Brasília - Com o argumento de que ainda é possível “ampliar o arco de alianças”, o PFL decidiu ontem adiar para o final de maio a escolha do vice na chapa de Geraldo Alckmin (PSDB). Informalmente, o partido escolheu o dia 24 de maio para o anúncio, 11 dias depois da definição do PMDB. O adiamento da escolha do vice foi oficializado na reunião da Executiva Nacional, a pedido do líder do PFL no Senado, José Agripino (RN), um dos cotados para concorrer ao cargo.
O presidente do PFL, senador Jorge Bornhausen (SC), disse anteontem que “torce” para que o PMDB não tenha candidato próprio à Presidência. “Prefiro acordos com o PMDB nos Estados, com PFL ou com PSDB.” A decisão de postergar a escolha para aguardar a definição do PMDB, porém, havia sido acordada na véspera pelos senadores do partido após ouvirem de Alckmin, em jantar com a bancada pefelista, a promessa de que se empenhará pessoalmente para desatar os nós que travam a aliança entre as siglas em alguns Estados.

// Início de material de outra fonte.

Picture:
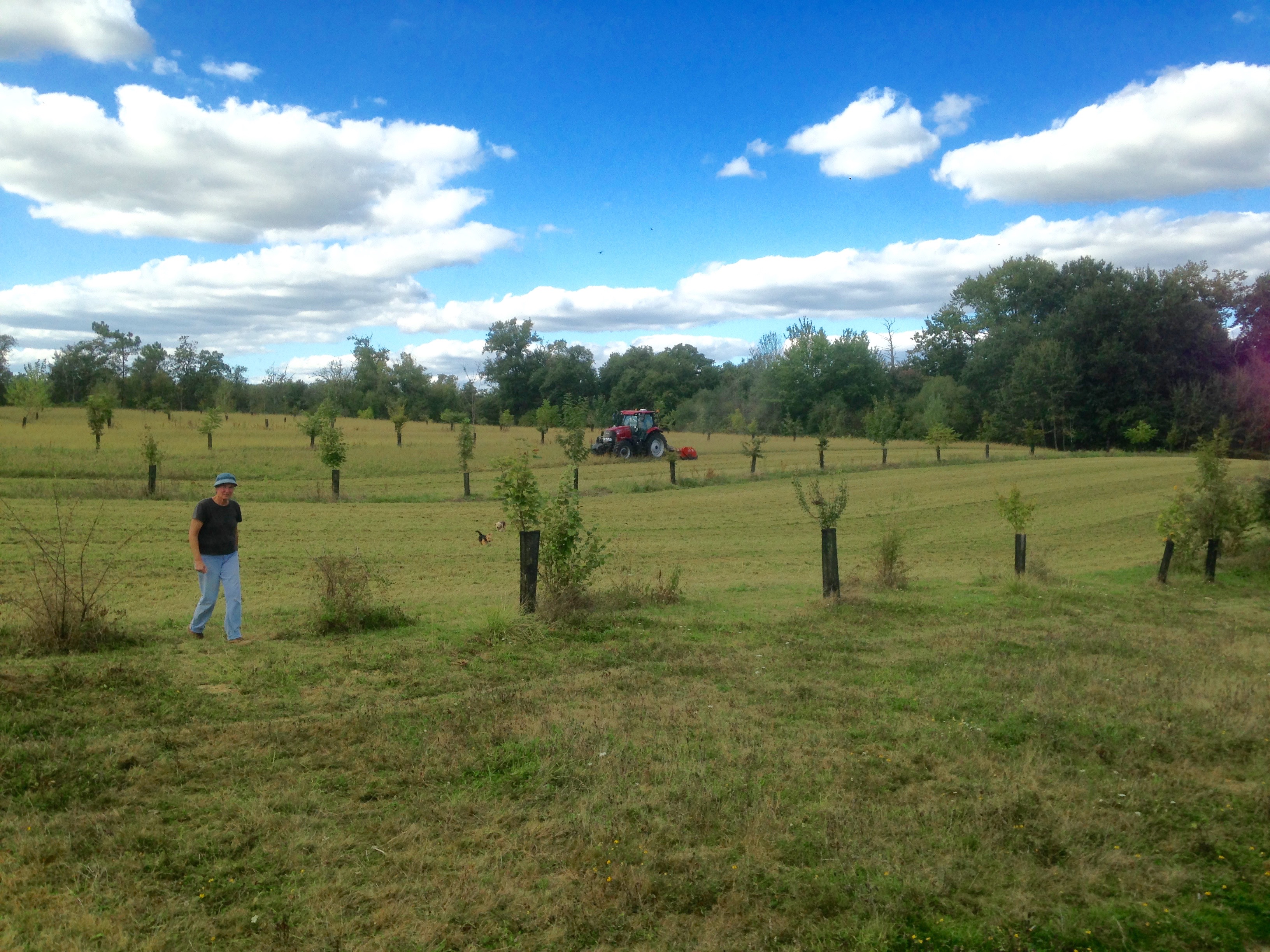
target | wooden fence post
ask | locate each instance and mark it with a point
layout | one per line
(830, 563)
(1164, 563)
(530, 540)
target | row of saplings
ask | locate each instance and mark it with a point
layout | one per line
(1212, 516)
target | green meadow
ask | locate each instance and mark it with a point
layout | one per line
(1076, 761)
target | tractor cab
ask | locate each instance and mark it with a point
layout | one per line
(634, 433)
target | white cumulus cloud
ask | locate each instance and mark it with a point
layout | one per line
(460, 359)
(1196, 130)
(238, 72)
(313, 294)
(92, 30)
(901, 280)
(308, 367)
(240, 173)
(877, 135)
(953, 114)
(288, 294)
(738, 167)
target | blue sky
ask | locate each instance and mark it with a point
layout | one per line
(621, 119)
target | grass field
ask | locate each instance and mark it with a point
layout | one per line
(1075, 762)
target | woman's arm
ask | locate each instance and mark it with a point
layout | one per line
(195, 526)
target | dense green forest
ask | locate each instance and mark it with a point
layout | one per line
(1071, 356)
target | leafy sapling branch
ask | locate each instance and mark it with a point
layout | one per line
(467, 450)
(754, 447)
(333, 451)
(882, 426)
(939, 437)
(517, 489)
(1018, 512)
(399, 418)
(211, 422)
(153, 456)
(573, 437)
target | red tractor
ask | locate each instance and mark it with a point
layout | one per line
(634, 433)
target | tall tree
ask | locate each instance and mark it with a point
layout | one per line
(512, 364)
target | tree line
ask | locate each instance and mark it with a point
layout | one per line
(1082, 356)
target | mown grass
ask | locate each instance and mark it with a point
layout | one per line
(972, 763)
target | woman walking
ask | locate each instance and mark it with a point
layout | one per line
(214, 541)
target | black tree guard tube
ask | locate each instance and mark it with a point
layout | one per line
(1211, 560)
(530, 570)
(830, 563)
(1164, 563)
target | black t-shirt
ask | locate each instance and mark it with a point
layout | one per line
(219, 535)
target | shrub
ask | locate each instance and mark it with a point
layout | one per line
(939, 437)
(517, 488)
(399, 418)
(100, 410)
(889, 562)
(826, 511)
(346, 597)
(1141, 434)
(754, 447)
(569, 553)
(1216, 507)
(633, 593)
(332, 448)
(211, 422)
(573, 438)
(67, 601)
(1016, 511)
(882, 423)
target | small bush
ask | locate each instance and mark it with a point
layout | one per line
(1039, 570)
(631, 592)
(65, 602)
(515, 629)
(571, 553)
(889, 562)
(346, 597)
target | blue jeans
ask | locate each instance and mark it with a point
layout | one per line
(221, 570)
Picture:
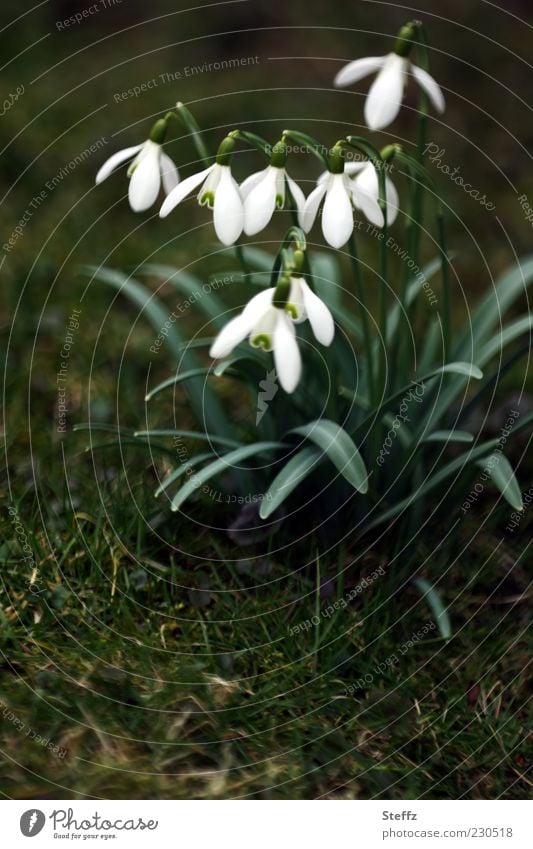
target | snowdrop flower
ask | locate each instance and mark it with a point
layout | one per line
(386, 92)
(365, 192)
(150, 167)
(337, 214)
(219, 191)
(265, 190)
(271, 328)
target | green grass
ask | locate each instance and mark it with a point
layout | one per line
(176, 675)
(183, 675)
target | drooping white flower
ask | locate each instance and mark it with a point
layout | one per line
(220, 192)
(262, 192)
(386, 92)
(150, 167)
(272, 328)
(337, 214)
(365, 192)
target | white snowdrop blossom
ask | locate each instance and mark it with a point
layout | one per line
(271, 328)
(220, 192)
(386, 92)
(365, 192)
(150, 167)
(337, 214)
(262, 192)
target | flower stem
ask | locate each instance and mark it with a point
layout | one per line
(367, 338)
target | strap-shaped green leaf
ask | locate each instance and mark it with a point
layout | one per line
(340, 449)
(291, 475)
(449, 436)
(501, 473)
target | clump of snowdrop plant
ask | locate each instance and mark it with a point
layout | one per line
(376, 383)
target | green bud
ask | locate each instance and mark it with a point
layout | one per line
(404, 39)
(278, 157)
(336, 159)
(225, 150)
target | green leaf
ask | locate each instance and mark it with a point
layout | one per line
(178, 378)
(437, 608)
(221, 465)
(503, 477)
(292, 474)
(426, 273)
(340, 448)
(189, 434)
(488, 314)
(458, 368)
(181, 470)
(449, 436)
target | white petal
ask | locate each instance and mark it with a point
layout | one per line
(337, 215)
(228, 216)
(386, 93)
(298, 196)
(169, 173)
(116, 160)
(431, 87)
(311, 206)
(359, 68)
(296, 301)
(286, 354)
(248, 184)
(319, 316)
(182, 190)
(145, 180)
(206, 195)
(260, 202)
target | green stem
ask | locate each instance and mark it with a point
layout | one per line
(367, 338)
(190, 123)
(446, 289)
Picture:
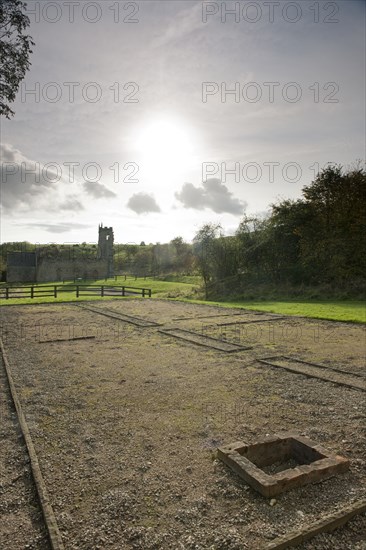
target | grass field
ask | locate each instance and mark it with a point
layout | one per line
(352, 311)
(187, 288)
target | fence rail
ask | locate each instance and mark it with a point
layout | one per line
(32, 291)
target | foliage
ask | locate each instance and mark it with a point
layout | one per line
(15, 49)
(318, 239)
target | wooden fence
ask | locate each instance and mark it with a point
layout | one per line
(32, 291)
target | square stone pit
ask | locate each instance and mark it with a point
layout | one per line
(281, 463)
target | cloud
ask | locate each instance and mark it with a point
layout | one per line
(142, 203)
(71, 203)
(23, 182)
(213, 195)
(55, 227)
(97, 190)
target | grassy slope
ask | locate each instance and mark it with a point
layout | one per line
(354, 311)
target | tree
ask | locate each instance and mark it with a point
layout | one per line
(15, 49)
(205, 252)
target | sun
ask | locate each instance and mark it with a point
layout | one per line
(163, 145)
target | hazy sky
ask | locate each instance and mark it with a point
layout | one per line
(155, 117)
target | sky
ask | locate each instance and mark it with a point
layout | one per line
(156, 117)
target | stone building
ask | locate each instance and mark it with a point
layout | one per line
(47, 266)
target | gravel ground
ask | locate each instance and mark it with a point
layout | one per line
(21, 517)
(126, 424)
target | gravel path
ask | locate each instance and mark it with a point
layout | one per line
(126, 424)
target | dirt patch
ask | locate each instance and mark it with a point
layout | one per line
(126, 424)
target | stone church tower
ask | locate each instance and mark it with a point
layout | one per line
(105, 247)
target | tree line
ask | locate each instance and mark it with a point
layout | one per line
(318, 239)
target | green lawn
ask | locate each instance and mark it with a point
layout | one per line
(354, 311)
(188, 287)
(160, 289)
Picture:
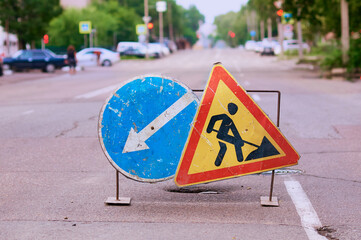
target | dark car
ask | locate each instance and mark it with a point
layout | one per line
(34, 59)
(1, 67)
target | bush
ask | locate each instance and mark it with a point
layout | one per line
(354, 53)
(332, 59)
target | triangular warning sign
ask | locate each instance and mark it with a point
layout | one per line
(231, 136)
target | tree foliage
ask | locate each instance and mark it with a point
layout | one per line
(28, 19)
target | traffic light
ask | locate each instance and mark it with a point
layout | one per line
(231, 34)
(46, 38)
(150, 25)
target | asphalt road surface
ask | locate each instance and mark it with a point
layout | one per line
(54, 177)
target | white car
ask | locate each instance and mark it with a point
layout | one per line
(291, 45)
(158, 49)
(89, 57)
(250, 45)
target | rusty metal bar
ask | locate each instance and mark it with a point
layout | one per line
(278, 122)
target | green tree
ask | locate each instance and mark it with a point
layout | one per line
(29, 19)
(225, 23)
(112, 22)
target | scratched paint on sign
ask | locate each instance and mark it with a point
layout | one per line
(144, 125)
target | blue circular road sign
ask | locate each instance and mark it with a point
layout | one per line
(143, 127)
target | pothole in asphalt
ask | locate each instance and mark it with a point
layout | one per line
(199, 190)
(284, 171)
(327, 232)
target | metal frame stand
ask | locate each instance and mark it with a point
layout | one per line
(265, 200)
(118, 200)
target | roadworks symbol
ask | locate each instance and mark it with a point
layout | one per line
(231, 136)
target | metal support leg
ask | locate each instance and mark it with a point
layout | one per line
(118, 200)
(270, 201)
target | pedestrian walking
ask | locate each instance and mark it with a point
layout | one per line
(71, 58)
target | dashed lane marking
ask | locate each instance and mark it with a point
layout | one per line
(305, 210)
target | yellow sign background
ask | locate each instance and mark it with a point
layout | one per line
(247, 125)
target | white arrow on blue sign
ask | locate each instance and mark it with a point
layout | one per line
(144, 125)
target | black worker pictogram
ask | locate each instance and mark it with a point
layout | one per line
(265, 149)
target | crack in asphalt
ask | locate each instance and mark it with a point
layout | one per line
(330, 178)
(75, 125)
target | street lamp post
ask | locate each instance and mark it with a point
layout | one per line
(161, 7)
(146, 20)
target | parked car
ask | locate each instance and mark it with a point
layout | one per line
(268, 47)
(124, 46)
(88, 57)
(159, 50)
(139, 49)
(289, 45)
(131, 51)
(293, 45)
(34, 59)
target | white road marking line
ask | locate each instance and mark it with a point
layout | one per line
(28, 112)
(305, 210)
(97, 92)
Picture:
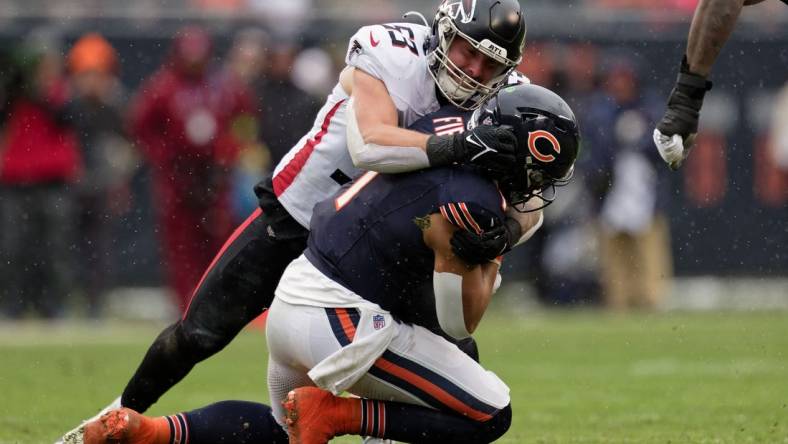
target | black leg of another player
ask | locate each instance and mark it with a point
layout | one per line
(415, 424)
(237, 288)
(234, 421)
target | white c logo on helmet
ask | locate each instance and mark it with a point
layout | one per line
(533, 136)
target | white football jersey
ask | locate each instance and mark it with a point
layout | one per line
(315, 168)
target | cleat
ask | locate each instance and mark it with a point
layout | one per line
(121, 426)
(314, 416)
(77, 431)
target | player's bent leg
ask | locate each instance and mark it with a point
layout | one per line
(236, 288)
(226, 421)
(423, 388)
(315, 416)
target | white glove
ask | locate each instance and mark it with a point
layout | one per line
(672, 148)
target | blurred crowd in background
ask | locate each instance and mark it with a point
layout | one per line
(107, 182)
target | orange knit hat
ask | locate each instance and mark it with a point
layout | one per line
(92, 52)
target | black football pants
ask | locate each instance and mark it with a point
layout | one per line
(237, 287)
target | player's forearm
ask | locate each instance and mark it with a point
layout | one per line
(387, 135)
(385, 148)
(477, 293)
(712, 24)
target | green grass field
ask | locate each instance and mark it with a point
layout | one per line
(576, 377)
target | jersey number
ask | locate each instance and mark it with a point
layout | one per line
(351, 192)
(398, 37)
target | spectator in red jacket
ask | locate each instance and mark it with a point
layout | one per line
(183, 120)
(39, 160)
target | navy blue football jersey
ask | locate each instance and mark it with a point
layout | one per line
(369, 237)
(447, 120)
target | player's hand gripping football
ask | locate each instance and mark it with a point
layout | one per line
(486, 146)
(675, 132)
(480, 248)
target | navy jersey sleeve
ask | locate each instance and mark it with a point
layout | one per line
(447, 120)
(470, 202)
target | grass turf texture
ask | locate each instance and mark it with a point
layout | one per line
(577, 377)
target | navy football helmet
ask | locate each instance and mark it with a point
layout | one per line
(548, 141)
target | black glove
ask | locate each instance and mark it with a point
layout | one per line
(684, 104)
(486, 146)
(480, 248)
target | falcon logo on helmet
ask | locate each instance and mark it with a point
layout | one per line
(495, 28)
(462, 9)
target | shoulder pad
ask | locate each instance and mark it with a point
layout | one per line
(388, 50)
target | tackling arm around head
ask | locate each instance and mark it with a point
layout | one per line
(376, 143)
(462, 291)
(374, 140)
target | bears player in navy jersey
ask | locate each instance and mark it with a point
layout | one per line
(396, 73)
(354, 296)
(711, 26)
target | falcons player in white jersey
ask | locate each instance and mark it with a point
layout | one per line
(395, 74)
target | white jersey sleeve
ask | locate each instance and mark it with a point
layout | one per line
(394, 53)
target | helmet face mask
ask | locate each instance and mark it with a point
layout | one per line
(481, 23)
(547, 137)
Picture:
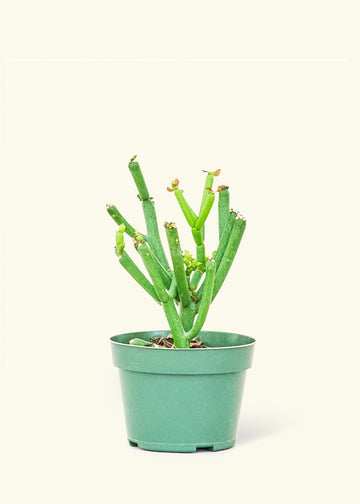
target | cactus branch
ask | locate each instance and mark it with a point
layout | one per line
(119, 219)
(178, 263)
(127, 263)
(137, 175)
(225, 238)
(172, 315)
(153, 270)
(230, 252)
(223, 208)
(205, 210)
(200, 257)
(205, 300)
(188, 212)
(152, 229)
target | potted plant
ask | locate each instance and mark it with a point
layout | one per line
(181, 387)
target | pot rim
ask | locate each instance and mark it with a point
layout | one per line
(113, 341)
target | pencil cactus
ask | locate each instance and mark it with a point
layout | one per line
(187, 289)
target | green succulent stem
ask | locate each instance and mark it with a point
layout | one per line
(128, 264)
(120, 219)
(167, 302)
(200, 257)
(188, 212)
(187, 316)
(223, 208)
(225, 236)
(153, 270)
(205, 300)
(152, 228)
(229, 254)
(178, 263)
(205, 209)
(137, 175)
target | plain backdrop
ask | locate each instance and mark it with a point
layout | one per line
(268, 96)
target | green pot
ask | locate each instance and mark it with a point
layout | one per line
(181, 399)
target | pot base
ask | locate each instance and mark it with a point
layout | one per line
(181, 448)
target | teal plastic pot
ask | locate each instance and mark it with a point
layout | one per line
(181, 399)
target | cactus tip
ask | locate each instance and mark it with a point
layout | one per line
(170, 225)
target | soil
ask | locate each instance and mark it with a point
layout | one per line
(168, 342)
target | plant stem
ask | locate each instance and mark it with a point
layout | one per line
(205, 300)
(223, 208)
(153, 270)
(127, 263)
(225, 238)
(178, 263)
(137, 175)
(205, 210)
(171, 314)
(119, 219)
(230, 252)
(200, 257)
(152, 229)
(188, 212)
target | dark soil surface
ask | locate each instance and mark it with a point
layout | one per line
(168, 342)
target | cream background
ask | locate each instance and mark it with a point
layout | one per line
(264, 91)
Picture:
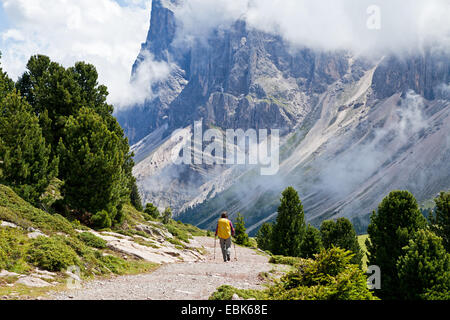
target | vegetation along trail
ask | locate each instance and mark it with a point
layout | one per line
(181, 281)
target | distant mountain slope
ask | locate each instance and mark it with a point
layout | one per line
(352, 129)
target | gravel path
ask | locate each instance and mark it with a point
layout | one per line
(180, 281)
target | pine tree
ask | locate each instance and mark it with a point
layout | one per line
(424, 269)
(390, 229)
(6, 84)
(152, 211)
(312, 243)
(92, 161)
(341, 234)
(264, 237)
(24, 155)
(58, 96)
(289, 229)
(440, 218)
(167, 215)
(241, 235)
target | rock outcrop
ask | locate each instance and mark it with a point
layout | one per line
(352, 129)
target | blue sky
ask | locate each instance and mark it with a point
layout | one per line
(96, 31)
(3, 20)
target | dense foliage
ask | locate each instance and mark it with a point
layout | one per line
(152, 211)
(424, 269)
(264, 237)
(340, 233)
(59, 125)
(330, 276)
(440, 218)
(390, 229)
(312, 243)
(241, 235)
(26, 163)
(289, 228)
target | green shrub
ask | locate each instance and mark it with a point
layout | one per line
(52, 254)
(167, 215)
(152, 211)
(330, 276)
(12, 250)
(92, 240)
(101, 220)
(226, 293)
(290, 261)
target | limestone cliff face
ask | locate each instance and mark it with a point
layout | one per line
(352, 129)
(239, 78)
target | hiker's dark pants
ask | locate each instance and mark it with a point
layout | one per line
(225, 244)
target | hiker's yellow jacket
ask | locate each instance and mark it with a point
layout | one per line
(224, 229)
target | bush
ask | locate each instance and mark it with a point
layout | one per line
(152, 211)
(264, 237)
(226, 293)
(101, 220)
(167, 215)
(92, 240)
(330, 277)
(51, 254)
(290, 261)
(424, 269)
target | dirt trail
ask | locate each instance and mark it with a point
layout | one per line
(180, 281)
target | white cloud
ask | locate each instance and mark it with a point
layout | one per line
(405, 25)
(100, 32)
(109, 35)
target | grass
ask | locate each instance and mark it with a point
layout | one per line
(63, 246)
(16, 210)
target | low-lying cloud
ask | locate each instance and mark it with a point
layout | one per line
(363, 26)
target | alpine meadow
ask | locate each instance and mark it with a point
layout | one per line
(225, 150)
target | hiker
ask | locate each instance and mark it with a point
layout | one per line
(225, 230)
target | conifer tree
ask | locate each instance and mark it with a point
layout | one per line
(440, 218)
(312, 243)
(424, 269)
(264, 237)
(167, 215)
(341, 234)
(25, 163)
(152, 211)
(92, 160)
(390, 229)
(289, 229)
(241, 235)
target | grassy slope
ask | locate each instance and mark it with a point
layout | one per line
(17, 250)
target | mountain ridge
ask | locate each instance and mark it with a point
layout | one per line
(336, 107)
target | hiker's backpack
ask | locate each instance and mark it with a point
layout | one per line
(224, 229)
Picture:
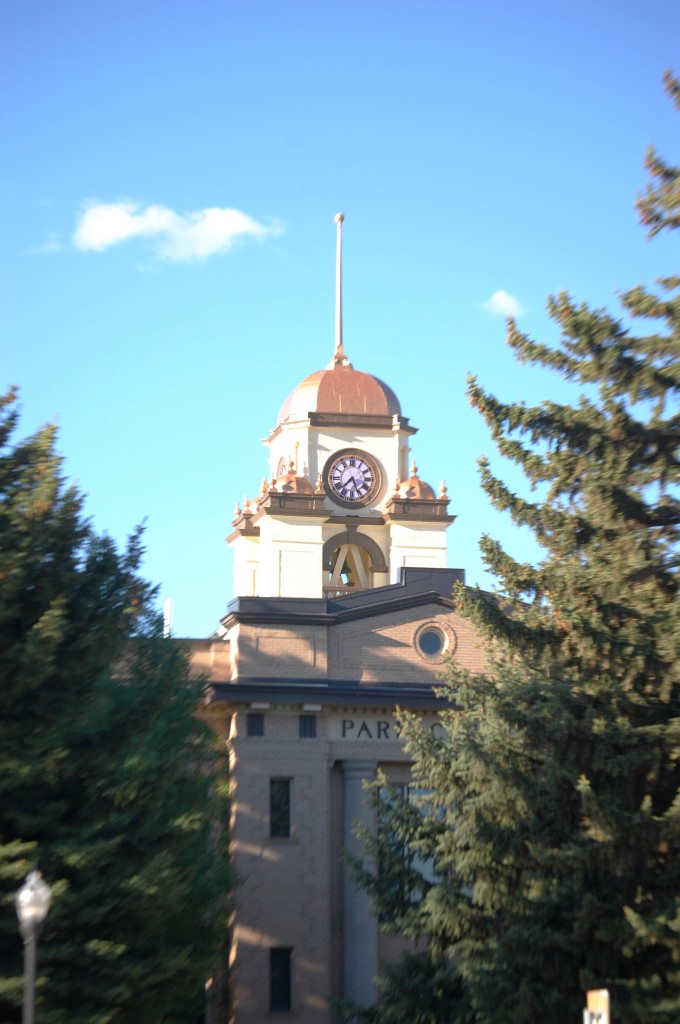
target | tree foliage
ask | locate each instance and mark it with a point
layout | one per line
(551, 809)
(108, 781)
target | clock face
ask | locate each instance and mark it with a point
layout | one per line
(351, 478)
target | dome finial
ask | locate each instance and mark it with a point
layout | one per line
(339, 357)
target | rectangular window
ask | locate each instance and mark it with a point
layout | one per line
(280, 979)
(254, 723)
(280, 808)
(307, 726)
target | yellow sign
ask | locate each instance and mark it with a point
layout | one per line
(598, 1005)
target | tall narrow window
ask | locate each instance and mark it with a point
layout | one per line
(280, 979)
(254, 723)
(280, 808)
(307, 726)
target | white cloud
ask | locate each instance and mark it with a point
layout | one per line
(503, 304)
(178, 238)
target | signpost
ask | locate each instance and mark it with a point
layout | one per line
(597, 1007)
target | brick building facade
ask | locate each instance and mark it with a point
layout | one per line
(344, 612)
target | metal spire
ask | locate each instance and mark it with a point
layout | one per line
(339, 357)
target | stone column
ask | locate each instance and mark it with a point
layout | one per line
(360, 927)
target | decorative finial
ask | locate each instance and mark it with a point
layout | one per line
(339, 357)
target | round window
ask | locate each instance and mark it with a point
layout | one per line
(431, 642)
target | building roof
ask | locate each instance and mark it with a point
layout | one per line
(340, 388)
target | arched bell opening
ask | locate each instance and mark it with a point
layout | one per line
(350, 562)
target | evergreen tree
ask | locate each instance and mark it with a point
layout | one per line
(552, 807)
(108, 780)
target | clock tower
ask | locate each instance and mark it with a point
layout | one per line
(343, 509)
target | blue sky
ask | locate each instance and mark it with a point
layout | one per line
(474, 150)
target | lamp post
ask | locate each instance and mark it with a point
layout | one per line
(32, 906)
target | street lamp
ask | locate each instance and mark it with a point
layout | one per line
(32, 906)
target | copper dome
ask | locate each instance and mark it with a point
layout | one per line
(340, 388)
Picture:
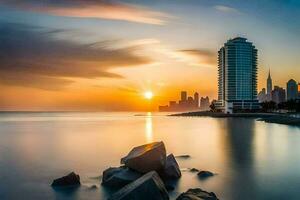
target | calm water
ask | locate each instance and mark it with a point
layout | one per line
(254, 160)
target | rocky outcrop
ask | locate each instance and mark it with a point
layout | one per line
(146, 158)
(197, 194)
(194, 170)
(118, 177)
(147, 187)
(205, 174)
(71, 179)
(171, 170)
(183, 156)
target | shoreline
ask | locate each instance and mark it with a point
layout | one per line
(277, 118)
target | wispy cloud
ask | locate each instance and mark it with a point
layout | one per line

No jantar, Alckmin conversou reservadamente com os senadores pefelistas Antônio Carlos Magalhães (BA) e Roseana Sarney (MA) e com o governador de Sergipe, João Alves (PFL), Estados apontados como mais complicados para a união formal. À exceção do Maranhão, nos outros dois anunciou decisão de apoiar os pefelistas ao governo independentemente de impasses do PSDB local. Após o encontro, o pré-candidato tucano afirmou que “ouviu muito” e “há espaço para caminhar”.